Cell cultures, transient transfections, cell induction and luciferase assays

Human colon adenocarcinoma grade II cell line, HT29 (Sigma, Milan, Italy), was maintained in Dulbecco’s Modified Eagle’s Medium (Sigma) supplemented with 10% (v/v) heat-inactivated fetal bovine serum at 37℃ in a humidified 5% CO₂-containing atmosphere. Cell cultures were kept sub-confluent and transiently transfected for luciferase assays.

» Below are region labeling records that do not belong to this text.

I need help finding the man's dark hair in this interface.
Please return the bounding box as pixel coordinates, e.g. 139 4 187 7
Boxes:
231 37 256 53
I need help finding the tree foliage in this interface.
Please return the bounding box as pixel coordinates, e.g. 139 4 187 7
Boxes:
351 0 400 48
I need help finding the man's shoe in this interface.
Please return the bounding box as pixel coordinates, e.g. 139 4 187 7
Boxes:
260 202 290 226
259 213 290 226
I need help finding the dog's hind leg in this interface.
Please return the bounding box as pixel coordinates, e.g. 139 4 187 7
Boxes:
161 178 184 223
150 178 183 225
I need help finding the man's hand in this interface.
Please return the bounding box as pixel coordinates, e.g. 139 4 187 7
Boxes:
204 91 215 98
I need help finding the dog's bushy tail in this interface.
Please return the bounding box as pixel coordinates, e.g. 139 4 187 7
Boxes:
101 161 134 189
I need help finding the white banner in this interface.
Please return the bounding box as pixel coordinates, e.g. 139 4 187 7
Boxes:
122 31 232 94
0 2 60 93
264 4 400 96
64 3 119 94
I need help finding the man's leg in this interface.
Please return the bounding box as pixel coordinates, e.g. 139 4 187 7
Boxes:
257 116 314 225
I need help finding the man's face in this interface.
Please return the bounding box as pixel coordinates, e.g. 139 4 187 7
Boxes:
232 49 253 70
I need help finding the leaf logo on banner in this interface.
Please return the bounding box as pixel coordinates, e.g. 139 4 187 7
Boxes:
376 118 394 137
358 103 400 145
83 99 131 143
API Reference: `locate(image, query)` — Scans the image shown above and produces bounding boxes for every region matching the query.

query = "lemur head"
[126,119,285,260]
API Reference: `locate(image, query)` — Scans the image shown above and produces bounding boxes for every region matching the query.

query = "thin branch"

Transfection of HT29 was performed with Lipofectamine 2000 (Invitrogen Inc, USA). In brief, the day before transfection, cells were plated into Falcon 12 well plates at a density of 1.5 × 10⁵/ml in Optimem medium (Invitrogen Inc, USA). Cells were transiently transfected with 0.25 µg of each construct. To normalize the luciferase assay, 0.025 µg of the pRL-CMV vector (Promega) coding for the Renilla luciferase was transiently co-transfected. The pGL4-null was used as a negative control, whereas the pCMVluc (0.05 µg) was the positive control for the assay. After transfection, cells were treated for four hours with a mixture containing bacterial lipopolysaccharide (LPS) (10 µg/ml) (Sigma), interferon gamma (IFNγ) (100 units/ml) (R&D Systems, Minneapolis, MN, USA) and tumor necrosis factor alpha (TNFα) (2 ng/ml) (Sigma) for iNOS induction. Cell extracts were prepared 24 hours after induction, and 40 µl of lysate was used for the determination of luciferase activity using the Dual-Luciferase Reporter Assay System (Promega) on a 20/20 ⁿ luminometer (Turner Biosystems, Sunnyvale, CA, USA), according to the manufacturers’ protocols.